Is there a need for two pipelines serving the same region, the FERC asked EQT when it proposed to run the Mountain Valley Pipeline through West Virginia and Virginia, an area that could also be served by the Atlantic Coast Pipeline.
“We feel there is,” said EQT’s president of midstream Jerry Ashcroft told a crowd at Hart Energy’s Marcellus-Utica Midstream conference in Pittsburgh in January. “We feel the Marcellus will be not only a regional supply hub but a national and eventually an international supply hub.”
This dynamic, as the FERC noted in its invitation for comments, has also pushed it to think beyond the pipeline.
Increasingly, people opposing pipelines on environmental grounds and those arguing against the taking of private property by eminent domain note that the eventual beneficiaries of the gas will not be the people paying the price in impacts.
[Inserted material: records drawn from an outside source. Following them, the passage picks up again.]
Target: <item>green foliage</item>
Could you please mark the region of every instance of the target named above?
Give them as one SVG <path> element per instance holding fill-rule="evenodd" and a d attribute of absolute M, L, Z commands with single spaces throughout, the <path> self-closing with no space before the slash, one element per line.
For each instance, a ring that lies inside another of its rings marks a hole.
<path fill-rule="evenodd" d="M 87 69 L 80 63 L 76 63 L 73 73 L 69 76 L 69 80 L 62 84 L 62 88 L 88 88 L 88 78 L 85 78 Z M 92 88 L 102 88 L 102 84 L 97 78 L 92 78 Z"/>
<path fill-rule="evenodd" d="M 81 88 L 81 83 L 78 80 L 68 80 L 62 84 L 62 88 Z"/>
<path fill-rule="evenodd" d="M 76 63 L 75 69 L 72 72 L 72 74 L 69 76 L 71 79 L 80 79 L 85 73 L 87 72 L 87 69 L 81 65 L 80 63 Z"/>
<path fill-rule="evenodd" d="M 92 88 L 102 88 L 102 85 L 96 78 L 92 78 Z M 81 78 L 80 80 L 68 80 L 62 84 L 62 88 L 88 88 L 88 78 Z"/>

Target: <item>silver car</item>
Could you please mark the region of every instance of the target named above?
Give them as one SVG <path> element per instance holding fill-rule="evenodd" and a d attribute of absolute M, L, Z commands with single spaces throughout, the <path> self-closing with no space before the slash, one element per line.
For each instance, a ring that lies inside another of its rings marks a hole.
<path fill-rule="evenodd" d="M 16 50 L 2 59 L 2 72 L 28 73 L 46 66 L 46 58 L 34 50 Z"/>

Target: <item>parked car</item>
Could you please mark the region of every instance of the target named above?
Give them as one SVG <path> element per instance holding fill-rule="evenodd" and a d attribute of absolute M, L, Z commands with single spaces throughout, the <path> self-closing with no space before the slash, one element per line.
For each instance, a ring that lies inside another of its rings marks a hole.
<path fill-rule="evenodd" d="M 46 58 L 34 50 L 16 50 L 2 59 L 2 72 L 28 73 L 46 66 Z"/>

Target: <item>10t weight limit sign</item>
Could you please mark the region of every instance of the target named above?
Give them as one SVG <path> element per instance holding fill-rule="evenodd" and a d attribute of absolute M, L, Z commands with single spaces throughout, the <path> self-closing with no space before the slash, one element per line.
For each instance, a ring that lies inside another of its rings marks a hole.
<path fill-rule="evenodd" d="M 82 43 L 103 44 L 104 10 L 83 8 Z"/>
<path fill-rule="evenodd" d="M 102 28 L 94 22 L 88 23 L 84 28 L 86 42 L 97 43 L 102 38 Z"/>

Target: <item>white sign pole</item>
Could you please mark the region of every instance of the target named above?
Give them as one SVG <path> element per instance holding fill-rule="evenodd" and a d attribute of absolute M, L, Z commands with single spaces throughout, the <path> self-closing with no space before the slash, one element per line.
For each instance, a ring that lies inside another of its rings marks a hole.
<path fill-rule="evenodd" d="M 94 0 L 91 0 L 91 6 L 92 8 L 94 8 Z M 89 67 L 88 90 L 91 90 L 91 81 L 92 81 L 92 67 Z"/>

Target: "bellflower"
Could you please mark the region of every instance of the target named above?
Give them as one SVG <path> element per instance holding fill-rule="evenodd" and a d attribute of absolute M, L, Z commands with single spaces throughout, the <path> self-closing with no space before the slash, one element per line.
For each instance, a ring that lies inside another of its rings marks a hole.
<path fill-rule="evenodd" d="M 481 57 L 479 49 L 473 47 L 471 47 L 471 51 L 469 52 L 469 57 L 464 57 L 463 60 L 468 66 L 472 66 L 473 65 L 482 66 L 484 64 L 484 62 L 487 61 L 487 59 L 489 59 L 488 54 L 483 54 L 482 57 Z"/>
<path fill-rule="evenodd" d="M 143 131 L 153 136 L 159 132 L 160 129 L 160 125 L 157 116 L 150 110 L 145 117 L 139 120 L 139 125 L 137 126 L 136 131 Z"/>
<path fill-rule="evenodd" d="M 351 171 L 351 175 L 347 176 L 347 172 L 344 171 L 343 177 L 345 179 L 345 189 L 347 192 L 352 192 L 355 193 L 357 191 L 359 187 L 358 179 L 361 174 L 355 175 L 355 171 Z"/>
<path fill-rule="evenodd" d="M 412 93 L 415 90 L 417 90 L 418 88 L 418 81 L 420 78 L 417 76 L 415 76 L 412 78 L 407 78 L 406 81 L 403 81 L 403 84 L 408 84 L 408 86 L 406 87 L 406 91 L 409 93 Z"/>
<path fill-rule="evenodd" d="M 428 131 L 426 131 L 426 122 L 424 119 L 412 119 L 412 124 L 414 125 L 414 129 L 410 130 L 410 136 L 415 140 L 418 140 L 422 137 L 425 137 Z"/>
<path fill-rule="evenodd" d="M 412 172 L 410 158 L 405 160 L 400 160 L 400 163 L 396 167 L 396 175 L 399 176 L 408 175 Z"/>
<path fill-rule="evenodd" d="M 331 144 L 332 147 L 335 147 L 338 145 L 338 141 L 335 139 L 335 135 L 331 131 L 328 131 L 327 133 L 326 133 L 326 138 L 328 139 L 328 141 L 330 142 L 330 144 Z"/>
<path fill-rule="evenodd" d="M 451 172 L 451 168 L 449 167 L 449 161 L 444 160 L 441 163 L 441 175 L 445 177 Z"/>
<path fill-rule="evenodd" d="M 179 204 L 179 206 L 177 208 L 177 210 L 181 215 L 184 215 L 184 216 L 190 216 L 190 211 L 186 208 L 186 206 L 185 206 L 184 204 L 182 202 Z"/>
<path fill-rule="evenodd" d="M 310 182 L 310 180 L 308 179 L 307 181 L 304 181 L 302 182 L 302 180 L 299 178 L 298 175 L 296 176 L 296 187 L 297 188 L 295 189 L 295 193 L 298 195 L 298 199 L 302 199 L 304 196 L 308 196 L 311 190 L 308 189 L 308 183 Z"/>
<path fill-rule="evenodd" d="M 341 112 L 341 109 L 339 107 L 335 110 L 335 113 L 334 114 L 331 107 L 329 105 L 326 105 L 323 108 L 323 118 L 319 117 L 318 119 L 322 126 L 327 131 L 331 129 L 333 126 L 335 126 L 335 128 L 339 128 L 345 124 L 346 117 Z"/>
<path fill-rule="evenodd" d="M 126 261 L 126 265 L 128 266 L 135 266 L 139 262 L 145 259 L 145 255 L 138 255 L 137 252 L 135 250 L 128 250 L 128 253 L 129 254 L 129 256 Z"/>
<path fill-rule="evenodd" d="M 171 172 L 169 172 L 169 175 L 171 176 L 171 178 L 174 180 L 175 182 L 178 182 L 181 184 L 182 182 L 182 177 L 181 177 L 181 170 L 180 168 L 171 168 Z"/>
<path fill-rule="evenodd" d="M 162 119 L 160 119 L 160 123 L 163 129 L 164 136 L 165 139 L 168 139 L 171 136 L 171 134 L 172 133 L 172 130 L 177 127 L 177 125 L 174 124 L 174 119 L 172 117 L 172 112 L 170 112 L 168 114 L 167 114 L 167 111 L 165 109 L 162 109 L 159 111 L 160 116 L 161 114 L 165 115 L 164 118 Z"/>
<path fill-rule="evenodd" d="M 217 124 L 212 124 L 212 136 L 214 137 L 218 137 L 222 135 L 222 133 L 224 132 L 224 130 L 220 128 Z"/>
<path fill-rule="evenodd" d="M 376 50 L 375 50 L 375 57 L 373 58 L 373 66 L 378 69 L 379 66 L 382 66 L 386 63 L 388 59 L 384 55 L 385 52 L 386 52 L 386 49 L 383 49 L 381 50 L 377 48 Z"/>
The oil and gas industry was aware that the commission is mulling these issues and questioned FERC commissioner and former Pennsylvania Public Utility Commissioner Robert Powelson during that January midstream conference.
Mr. Powelson, who referred to natural gas as a power for peace in the world, tried to quiet their fears.
“At the end of the day, I want to give everybody peace of mind that you’re not going to get these tectonic shifts in policy,” he said.
“Gas is fueling a clean generation resource for this country,” he noted, ticking off improvements in greenhouse gas emissions from the U.S. electric sector, driven in large part by power plants switching from coal to gas.
With respect to eminent domain, Mr. Powelson said he believes it should only be used as a last resort.
But, “you can’t have risked capital out there,” he told the oil and gas crowd. “You have to create regulatory certainty.”